In this paper,a clustering-tree topology control algorithm based on energy forecast (CTEF) is introduced for HWSN in order to solve the problem how to save energy and ensure the network load balancing. In HWSN,forecasting the energy consumption per round during the network lifetime and the actual lifespan of network is much more difficult than homogeneous WSN. We propose CTEF algorithm for solving this problem in an efficient way in terms of the estimated difference between the ideal average residual energy and the actual average residual energy to obtain the average energy of network at the next round. The cluster heads are selected depending on the synthesized cost function and their distance,while the clusters are formed by combining with the factors of the energy,distance and link quality.Moreover, the burden of the cluster-head,several non-cluster head nodes in each cluster are chosen as the relay nodes for transmitting data through multi-hop communication. The performance of CTEF is evaluated and found better than other typical protocols and algorithms via simulation.

The rest of this paper is organized as follows. In Section II,we present related work on clustering algorithms for HWSN. Section III describes the heterogeneous model for wireless sensor network. Furthermore,a clustering tree topology algorithm based on energy forecast is proposed in detail and our simulation results show the performance of the proposed algorithm in Sections IV and V, respectively. Finally,we conclude our paper in Section VI.

II. RELATED WORK

Clustering scheme is one of the most typical ways for topology control in WSN. Most of cluster-based algorithms always adopt data fusion scheme and pursue clustering objectives[6] such as load balancing,fault-tolerance,increasing connectivity,reducing time delay,maximizing network longevity,etc.. In the past few years,LEACH[8] and its improved algorithms were presented as one of the most well-known distributed cluster-based topology control algorithm with scalability and energy conservation in WSN. However,it may not be suitable for heterogeneity because of its ideal network model[11].

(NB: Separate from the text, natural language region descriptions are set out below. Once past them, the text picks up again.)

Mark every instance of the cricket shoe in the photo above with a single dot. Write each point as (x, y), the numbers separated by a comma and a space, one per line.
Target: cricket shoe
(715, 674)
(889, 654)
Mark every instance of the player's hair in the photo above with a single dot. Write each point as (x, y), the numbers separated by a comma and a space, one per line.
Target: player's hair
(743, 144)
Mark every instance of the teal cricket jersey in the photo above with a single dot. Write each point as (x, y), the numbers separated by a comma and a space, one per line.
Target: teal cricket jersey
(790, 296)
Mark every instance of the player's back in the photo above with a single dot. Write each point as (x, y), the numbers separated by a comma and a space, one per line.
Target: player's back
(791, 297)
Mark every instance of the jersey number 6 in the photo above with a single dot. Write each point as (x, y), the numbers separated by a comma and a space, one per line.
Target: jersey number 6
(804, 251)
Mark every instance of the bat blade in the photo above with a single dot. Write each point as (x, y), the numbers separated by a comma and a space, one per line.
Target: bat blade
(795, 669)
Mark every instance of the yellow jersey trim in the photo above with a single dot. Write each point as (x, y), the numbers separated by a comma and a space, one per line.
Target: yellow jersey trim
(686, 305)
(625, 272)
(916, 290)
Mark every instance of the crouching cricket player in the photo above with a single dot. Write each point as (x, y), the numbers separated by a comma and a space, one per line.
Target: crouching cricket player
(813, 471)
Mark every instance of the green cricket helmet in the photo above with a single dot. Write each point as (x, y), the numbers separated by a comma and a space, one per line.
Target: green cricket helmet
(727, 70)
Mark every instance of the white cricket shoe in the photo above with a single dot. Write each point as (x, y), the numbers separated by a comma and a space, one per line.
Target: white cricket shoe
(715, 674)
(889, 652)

Recently,quite a lot of energy-oriented algorithms for HWSN are proposed. For instance,energy efficient heterogeneous clustered (EEHC) algorithm is proposed based on the three-level network model in [7],which is composed of super nodes,advanced nodes and ordinary nodes. EEHC utilizes the best number of clusters calculation method proposed from LEACH,and it selects cluster heads by residual energy of nodes and weighted probability mechanism. Then the non-cluster head nodes are attracted by the cluster heads to form clusters and the network begins to transmit data. Zhou et al.[12] propose a clustering protocol energy dissipation forecast and clustering management (EDFCM) based on the two-level network composed of super nodes and ordinary nodes. Similar to EEHC, the method for calculating the best number of clusters from LEACH is also cited by EDFCM. Furthermore,a mathematical model of energy consumption is proposed to compute the weighted probability of node for selecting cluster-head by residual energy and the approximate average energy consumption at the next round of network lifetime. However,the approximate average energy consumption at the next round of network is likely to cause deviation in practice because it is an ideal energy value.

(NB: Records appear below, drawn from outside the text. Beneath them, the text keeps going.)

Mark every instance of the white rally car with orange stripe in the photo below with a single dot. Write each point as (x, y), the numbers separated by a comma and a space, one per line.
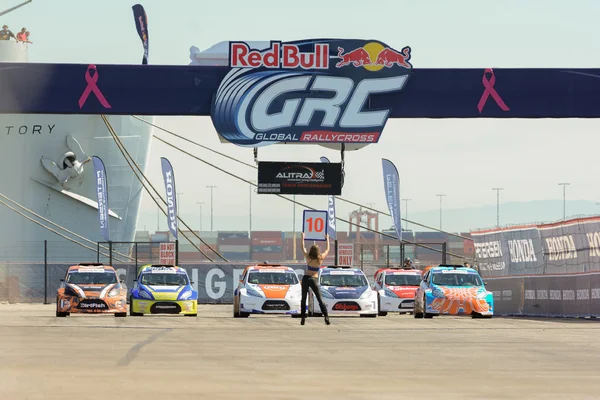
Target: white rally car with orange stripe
(267, 289)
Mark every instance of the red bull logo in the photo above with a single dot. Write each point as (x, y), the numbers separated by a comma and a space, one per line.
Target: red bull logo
(279, 56)
(373, 57)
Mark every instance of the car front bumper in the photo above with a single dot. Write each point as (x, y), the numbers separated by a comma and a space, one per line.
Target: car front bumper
(144, 306)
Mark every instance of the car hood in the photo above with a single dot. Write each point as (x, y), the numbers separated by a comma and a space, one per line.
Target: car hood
(88, 290)
(461, 292)
(404, 292)
(345, 292)
(274, 291)
(165, 292)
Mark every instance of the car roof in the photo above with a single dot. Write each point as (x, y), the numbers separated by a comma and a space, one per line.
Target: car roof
(333, 268)
(155, 268)
(83, 267)
(441, 268)
(267, 267)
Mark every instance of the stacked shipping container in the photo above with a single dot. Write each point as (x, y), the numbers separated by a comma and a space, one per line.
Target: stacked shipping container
(267, 246)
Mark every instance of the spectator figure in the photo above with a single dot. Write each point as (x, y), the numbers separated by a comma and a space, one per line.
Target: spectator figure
(6, 34)
(21, 35)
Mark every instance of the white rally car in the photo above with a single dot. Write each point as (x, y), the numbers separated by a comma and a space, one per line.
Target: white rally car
(345, 291)
(267, 289)
(396, 288)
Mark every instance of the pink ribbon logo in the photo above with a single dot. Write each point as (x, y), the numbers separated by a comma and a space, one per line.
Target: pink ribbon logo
(92, 87)
(490, 91)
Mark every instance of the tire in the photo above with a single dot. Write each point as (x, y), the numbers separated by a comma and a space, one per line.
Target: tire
(131, 313)
(379, 312)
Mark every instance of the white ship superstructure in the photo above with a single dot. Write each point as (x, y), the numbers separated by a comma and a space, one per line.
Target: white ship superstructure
(43, 167)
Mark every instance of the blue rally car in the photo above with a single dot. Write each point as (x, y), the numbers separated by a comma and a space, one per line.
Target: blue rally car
(163, 289)
(453, 290)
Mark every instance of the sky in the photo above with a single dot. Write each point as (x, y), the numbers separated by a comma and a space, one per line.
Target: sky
(463, 159)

An efficient and dynamic clustering scheme (EDCS) is proposed for multi-level heterogeneous wireless sensor networks in [11]. EDCS determines the probability of node to be a cluster-head through estimating the average residual energy of the network in the next round by average energy consumption forecast according to ideal state and the reference value of historical energy consumption, simultaneously. Analogous universal gravitation is introduced to ensure non-cluster head nodes join cluster in terms of gravitation during cluster formation. Kuila et al.[13] propose a load balancing method based on genetic algorithms. Sensor nodes are regarded as the chromosome number and the chromosomes are assigned to the corresponding gateway. Also,the standard deviation of load is utilized to determine whether the node is with load balancing. Dabirmoghaddam et al.[14] propose an optimal uniform clustering (OUC) for prolonging the network lifetime and strengthening the network scalability. In OUC,the general problem of optimal clustering with arbitrary cluster-head selection is demonstrated to be NP-hard. Sensor nodes form clusters in a distributed manner using a probabilistic cluster-head selection.

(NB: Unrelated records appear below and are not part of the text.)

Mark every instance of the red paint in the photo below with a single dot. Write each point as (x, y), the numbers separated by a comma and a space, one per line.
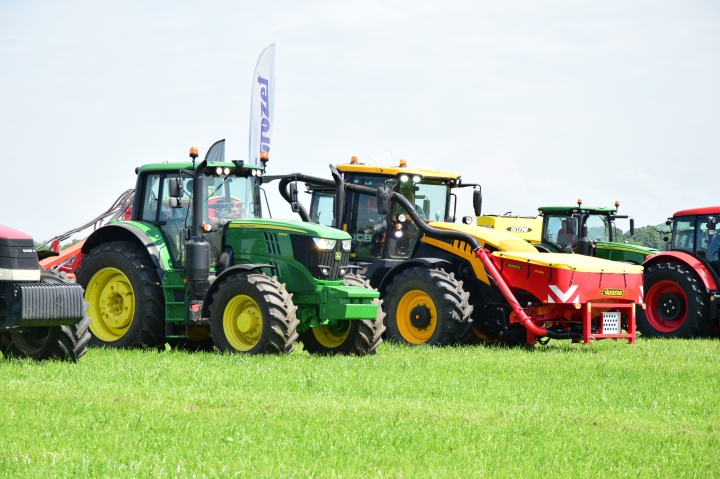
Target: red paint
(10, 233)
(690, 260)
(707, 210)
(652, 300)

The main difference between what we mentioned in above and our solution described in the following lies in network model. We use more general network model with multi-level heterogeneous features,which means we need to further take into account more complicated and actual factors and situations. As a clustering-tree topology control scheme,CTEF has advantages both from the clustering and tree algorithms. Energy consumption can be predicted more accurately in each round during the network lifetime,which results to be more reasonable for cluster-head selection and cluster formation. In addition,to avoid excessive energy consumption from the cluster-head,several non-cluster head nodes are chosen to be the relay node to further reduce the burden of each cluster-head. That is why CTEF with multi-hop communication can have longer lifetime.

III.HETEROGENEOUS MODEL FOR WSN A.Types of Heterogeneity and Impact on WSN

Unlike homogeneous WSN,there are many special features in HWSN. Generally,the common types of heterogeneity in WSN are classified as follows[7,15]:

1) Computational heterogeneity: Different nodes have different capabilities to store information or deal with emergent events. Some super or advanced nodes have more powerful processor and memory than any other normal nodes. With high performance hardware,these nodes which own powerful computational capabilities can provide more and more ability for data storage and complex data processing,e.g.,data fusion is executed when the node receives a large number of data at the same time.

2) Link heterogeneity: With similarity to the computational heterogeneity,due to the powerful electronic devices,some nodes have more channels,higher bandwidth and longer communication distance than normal nodes. So they can provide more reliable and robust data transmission network.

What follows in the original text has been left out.